Nifty Bank, also known as Bank Nifty, is an index that represents India’s most liquid and large-cap banking stocks. It serves as a benchmark for the banking sector’s performance, offering valuable insights into market trends and economic conditions. Comprising major public and private sector banks, the index reflects investor sentiment and sectoral movements. Traders and investors closely monitor Nifty Bank for its impact on financial markets, as it influences derivative trading and investment strategies. Its movements are shaped by factors such as monetary policy, interest rates, and banking sector developments, making it a crucial indicator of India’s financial landscape.
The Nifty Bank index is a sectoral benchmark on the National Stock Exchange (NSE) that tracks the performance of large and liquid banking stocks. It consists of up to 12 stocks, including public, private, and other banks. Launched on 15 September 2003, with a base year of 2000 and a base value of 1000, it is reconstituted semi-annually to reflect market changes. No stock exceeds 33%, and the top three cannot surpass 62% collectively. With a 17.6% CAGR (2000–2021), it has outperformed Nifty 50 in six of 10 years (2011–21). Governed by NSE Indices Limited, it also has a total returns variant for ETFs and funds.

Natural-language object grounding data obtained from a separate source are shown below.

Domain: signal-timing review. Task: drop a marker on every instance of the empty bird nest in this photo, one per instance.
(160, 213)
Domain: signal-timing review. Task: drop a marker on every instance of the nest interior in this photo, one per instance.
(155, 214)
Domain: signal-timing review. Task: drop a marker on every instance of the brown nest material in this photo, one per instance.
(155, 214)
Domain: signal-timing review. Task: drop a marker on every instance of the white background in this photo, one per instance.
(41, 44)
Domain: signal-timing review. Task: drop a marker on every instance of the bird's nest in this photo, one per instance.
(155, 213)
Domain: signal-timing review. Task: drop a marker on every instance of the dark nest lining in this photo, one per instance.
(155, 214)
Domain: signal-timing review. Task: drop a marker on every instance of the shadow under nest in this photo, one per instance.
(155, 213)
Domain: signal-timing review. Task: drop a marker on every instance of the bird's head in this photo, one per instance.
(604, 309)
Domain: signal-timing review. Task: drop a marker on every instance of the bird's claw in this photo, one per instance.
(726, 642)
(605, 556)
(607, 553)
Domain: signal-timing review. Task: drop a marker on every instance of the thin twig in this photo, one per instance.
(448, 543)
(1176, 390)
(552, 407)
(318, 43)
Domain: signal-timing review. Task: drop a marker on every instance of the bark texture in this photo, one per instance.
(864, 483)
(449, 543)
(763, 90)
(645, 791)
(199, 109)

Nifty Bank Index Value Calculation
The Nifty Bank index is calculated based on the free-float market capitalisation of its 12 constituent stocks. Free float represents shares available for public trading, excluding promoter holdings. The index value is determined using:
Index Value = (Current Index Free Float Market Capitalisation / Base Free Float Market Capitalisation) * Base Index Value
Here, Index Free Float Market Capitalisation = Current shares outstanding * IWF * Capping factor * Price. The index undergoes a semi-annual review using data from January 31st and July 31st, with stock replacements, if needed, implemented on the last trading day of March and September.